1. Improving Alexa's voice commands


The future of home

If Disneyland’s “Home of the Future” were updated from the 1960s to today, home automation would surely be the centerpiece. Among the hordes of competing vendors vying to get their “smart” devices into every room, homes are looking pretty futuristic already. But the fulcrum of the home automation universe, the virtual assistant, just isn’t there yet.

When I got an Amazon Echo Dot last fall, it took a long time for Alexa to understand me. Though at first its speech recognition software failed to filter out sirens from the fire station across the street, the software has been improved so much on the back end that Alexa’s “sorry, I didn’t understand that” response is increasingly rare. I witnessed personally the algorithm’s improvement in recognizing stutters; Alexa no longer mocks me by saying, “I didn’t find a device or group called “the the living living living room lights” on Ruthie’s account.”


Personification

Amazon deliberately gave Alexa a specific female voice and name, convincingly personifying what is actually a cluster of servers in Amazon’s warehouses. Even writing this piece, I struggle to call Alexa “it” and not “she.” When I ask Alexa to set a timer and she responds, “OK,” I frequently say “thank you” even though the device can’t hear me unless I preface the command with “Alexa.” This personification is deliberate: Amazon wants users to trust its AI and make them feel as comfortable as possible.

The illusion that Alexa is a person, though, gets totally obliterated when “she” doesn’t understand a command. Its canned response is, “sorry, I’m not sure,” or “hm, I’m not sure what you meant by that question.” Not only does the repetition of the responses break the illusion, the phrases themselves are not humanlike at all. “Turn on the lights” is a simple instruction that any human should understand with minimal room for error. Alexa stumbles hard.

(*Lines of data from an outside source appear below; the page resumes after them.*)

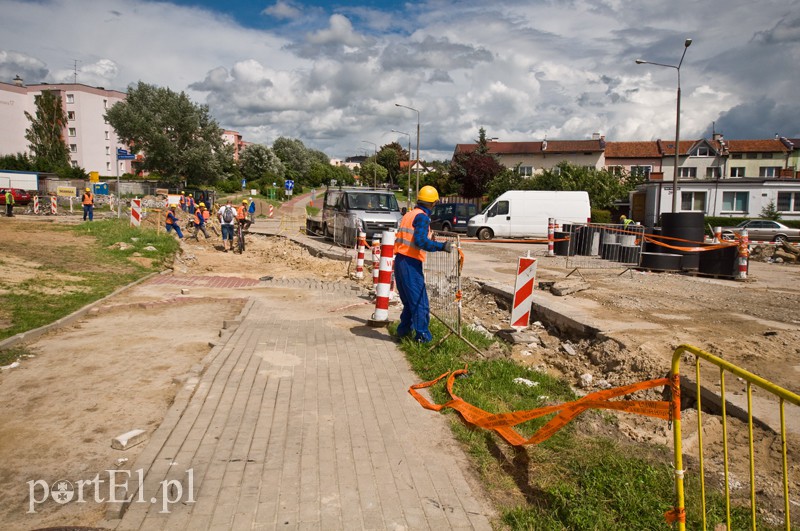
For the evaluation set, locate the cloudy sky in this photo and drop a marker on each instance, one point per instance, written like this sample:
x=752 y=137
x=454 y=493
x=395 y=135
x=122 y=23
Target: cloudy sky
x=330 y=73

Part of the confusion in Alexa’s programming is that pronouns often don’t carry over to subsequent commands. For example, my saying “Alexa, turn on the lights” commands the response, “I found several devices matching that name. Which one did you want?” By this point, turning on the lights myself would take less time already. My answer is “all of them.” Then Alexa delivers this clunker of a line: “Sorry, I couldn’t find a device or group named ‘all of them’ in Ruthie’s account.”

Tips for becoming more human

1. Temporarily store pronouns for subsequent commands
2. Execute a chain of tasks with compound commands
3. Make educated guesses and learn from mistakes

The first change I’d make to Alexa’s algorithms is to carry over pronouns to secondary commands. That’s pretty straightforward. The second upgrade would be the ability to string multiple commands together (“Alexa, turn on the lights and dim them to 50%” resolves only the first command). The sounds-simple-but-is-totally-not-simple answer to the rest of my frustrations is to have Alexa make educated guesses. A human assistant wouldn’t balk at a simple command like turning on the lights; he or she would simply turn on the nearest lightswitch and ask, “is this okay?” What if Alexa behaved the same way? It would cut out the frustration of prompting multiple commands and opens a channel for AI learning so it can adapt to a user’s preferences more personally next time. The confirmation question “is this okay?” still feels polite and even apologetic. Easier yet, it requires only a “yes” or “no” answer from the user. Of course computers were never programmed to guess -- that goes against everything computers were ever built for -- but they’ve got to at least try if they want to take over the world.